AI coding holds great promise, but “Vibe Coding” can wait
A useful reality check
AI-assisted coding is maturing fast. Tools that autocomplete functions, suggest tests and surface bugs are already saving developers time. But not every flashy idea deserves immediate adoption. The argument from some Chinese product teams — that coding should become a social, vibe-driven experience where context and “tone” steer generation — is seductive. It is also premature.
What’s actually working
Western products like GitHub Copilot and Microsoft’s integrations have demonstrated real productivity gains, and Chinese firms such as Baidu (百度) and Alibaba (阿里巴巴) have rolled out their own large language models aimed at developer tooling. It has been reported that enterprises in China are piloting LLMs for code review, documentation and automated refactoring. Those applications prioritize correctness, reproducibility and security — not fleeting UX trends.
Risks and constraints
Why wait on “vibe”? Because the hard problems remain unsolved: hallucinations, intellectual property provenance, licensing entanglements, and integration with CI/CD pipelines. Add geopolitical realities — U.S. export controls on advanced chips and broader tech restrictions — which have reportedly complicated access to the top-end hardware that powers these models.
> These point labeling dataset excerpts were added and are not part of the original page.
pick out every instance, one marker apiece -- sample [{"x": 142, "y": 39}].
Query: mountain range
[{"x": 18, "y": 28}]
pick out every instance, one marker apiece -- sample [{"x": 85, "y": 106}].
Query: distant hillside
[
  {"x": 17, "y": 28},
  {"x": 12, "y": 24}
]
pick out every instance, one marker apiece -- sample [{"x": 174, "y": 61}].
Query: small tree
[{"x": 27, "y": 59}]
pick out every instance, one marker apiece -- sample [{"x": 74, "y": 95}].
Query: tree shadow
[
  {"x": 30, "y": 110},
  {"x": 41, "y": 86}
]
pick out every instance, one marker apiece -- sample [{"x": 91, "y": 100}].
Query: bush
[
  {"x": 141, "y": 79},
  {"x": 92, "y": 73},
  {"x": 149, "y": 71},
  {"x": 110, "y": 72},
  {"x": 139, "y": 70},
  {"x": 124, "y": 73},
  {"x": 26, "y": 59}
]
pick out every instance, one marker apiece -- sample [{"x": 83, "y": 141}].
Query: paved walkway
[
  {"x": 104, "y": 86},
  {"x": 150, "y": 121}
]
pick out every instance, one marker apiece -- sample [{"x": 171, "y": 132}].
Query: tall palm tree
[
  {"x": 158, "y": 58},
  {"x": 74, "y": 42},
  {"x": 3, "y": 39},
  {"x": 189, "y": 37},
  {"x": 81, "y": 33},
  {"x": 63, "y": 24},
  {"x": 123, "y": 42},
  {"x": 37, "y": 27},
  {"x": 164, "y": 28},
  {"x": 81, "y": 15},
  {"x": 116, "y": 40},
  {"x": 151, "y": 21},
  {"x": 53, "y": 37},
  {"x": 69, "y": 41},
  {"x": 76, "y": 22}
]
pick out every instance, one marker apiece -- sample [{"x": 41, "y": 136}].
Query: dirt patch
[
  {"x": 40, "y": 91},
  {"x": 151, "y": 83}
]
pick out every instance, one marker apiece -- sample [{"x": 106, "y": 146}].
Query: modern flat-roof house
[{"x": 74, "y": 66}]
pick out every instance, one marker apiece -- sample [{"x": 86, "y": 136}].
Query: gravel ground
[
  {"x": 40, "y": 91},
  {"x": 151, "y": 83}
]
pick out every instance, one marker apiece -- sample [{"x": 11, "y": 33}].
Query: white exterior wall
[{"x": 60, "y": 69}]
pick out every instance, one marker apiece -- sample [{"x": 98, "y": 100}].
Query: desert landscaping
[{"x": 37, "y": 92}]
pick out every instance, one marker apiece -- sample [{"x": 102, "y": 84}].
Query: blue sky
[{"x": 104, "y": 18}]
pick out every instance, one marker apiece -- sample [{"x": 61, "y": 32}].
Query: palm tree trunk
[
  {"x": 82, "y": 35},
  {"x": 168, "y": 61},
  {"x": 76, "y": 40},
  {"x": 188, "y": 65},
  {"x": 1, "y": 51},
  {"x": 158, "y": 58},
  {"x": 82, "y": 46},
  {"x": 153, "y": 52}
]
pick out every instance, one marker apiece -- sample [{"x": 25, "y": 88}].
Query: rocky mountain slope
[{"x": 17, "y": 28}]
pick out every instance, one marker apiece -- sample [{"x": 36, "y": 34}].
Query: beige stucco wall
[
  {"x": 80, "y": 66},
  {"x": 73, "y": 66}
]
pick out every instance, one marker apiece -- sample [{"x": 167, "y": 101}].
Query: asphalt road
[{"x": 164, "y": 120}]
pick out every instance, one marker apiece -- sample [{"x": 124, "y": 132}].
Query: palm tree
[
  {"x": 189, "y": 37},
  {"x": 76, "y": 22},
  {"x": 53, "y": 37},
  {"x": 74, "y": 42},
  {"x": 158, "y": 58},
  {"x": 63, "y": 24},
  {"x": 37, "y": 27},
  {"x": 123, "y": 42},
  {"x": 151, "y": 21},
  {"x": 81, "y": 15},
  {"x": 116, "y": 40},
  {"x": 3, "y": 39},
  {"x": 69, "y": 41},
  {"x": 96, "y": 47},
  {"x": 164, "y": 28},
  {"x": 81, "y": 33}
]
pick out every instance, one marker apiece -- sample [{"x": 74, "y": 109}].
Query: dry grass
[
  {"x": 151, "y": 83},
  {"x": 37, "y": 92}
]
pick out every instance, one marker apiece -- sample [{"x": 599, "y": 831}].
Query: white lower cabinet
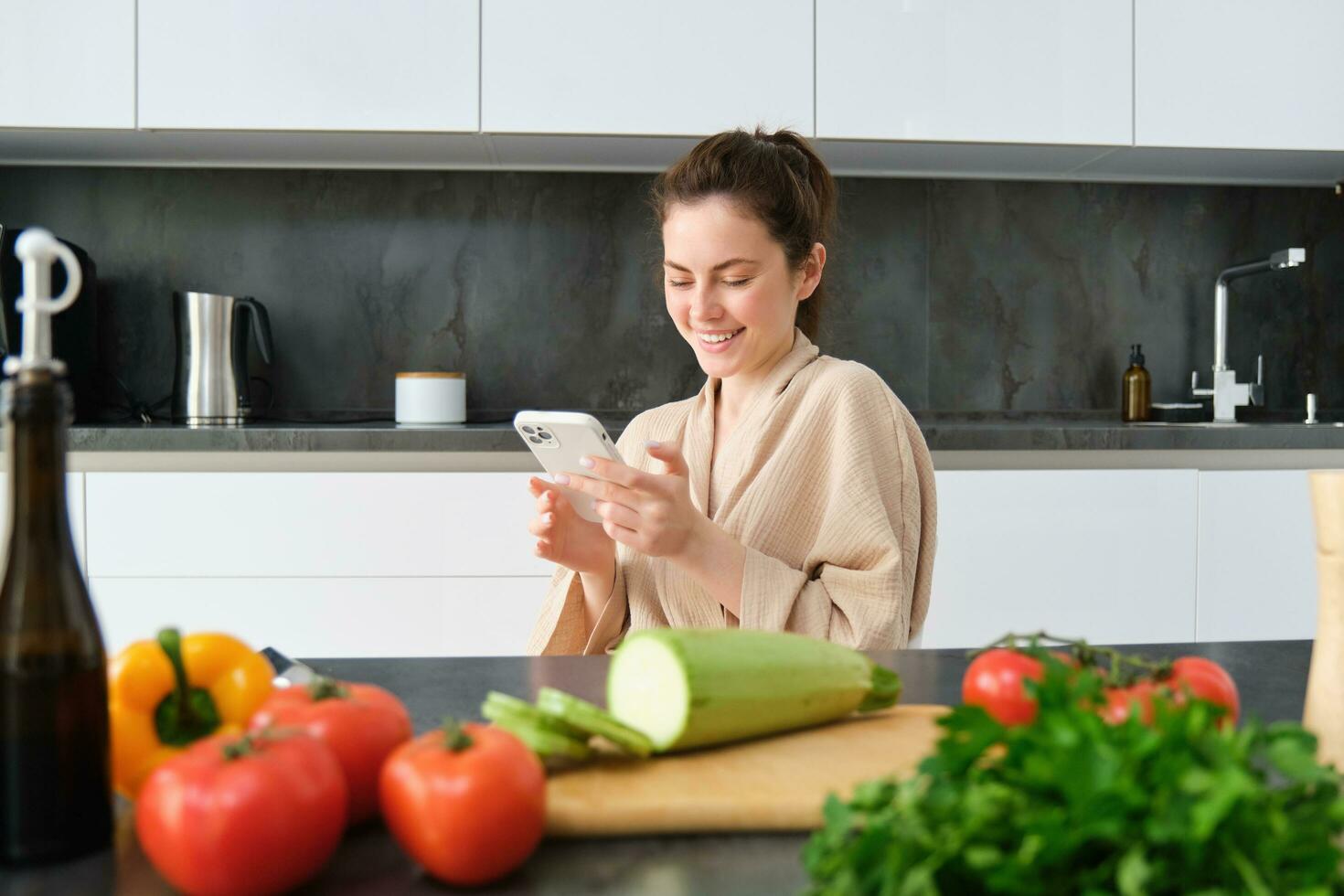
[
  {"x": 319, "y": 617},
  {"x": 1257, "y": 557},
  {"x": 311, "y": 524},
  {"x": 319, "y": 564},
  {"x": 74, "y": 507},
  {"x": 1105, "y": 555},
  {"x": 441, "y": 563}
]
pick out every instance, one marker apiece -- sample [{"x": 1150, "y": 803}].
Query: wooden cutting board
[{"x": 774, "y": 784}]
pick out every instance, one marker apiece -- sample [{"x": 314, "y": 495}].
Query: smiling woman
[{"x": 795, "y": 492}]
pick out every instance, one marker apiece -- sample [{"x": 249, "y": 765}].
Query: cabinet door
[
  {"x": 311, "y": 524},
  {"x": 1050, "y": 71},
  {"x": 309, "y": 65},
  {"x": 74, "y": 507},
  {"x": 1106, "y": 555},
  {"x": 464, "y": 617},
  {"x": 617, "y": 68},
  {"x": 68, "y": 63},
  {"x": 1240, "y": 74},
  {"x": 1257, "y": 557}
]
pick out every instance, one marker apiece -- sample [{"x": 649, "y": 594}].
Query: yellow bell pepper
[{"x": 168, "y": 693}]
For enterprise customers, reliability beats novelty every time.
A cautious path forward
Product teams and CIOs should focus on rigorous evaluation, safe deployment and clear rollback plans. Experiment with social or “vibe” layers in controlled settings, but don’t let them distract from core engineering safeguards. In short: AI coding is worth the investment. Vibe Coding? It can wait until the models and the ecosystem are undeniably rock-solid.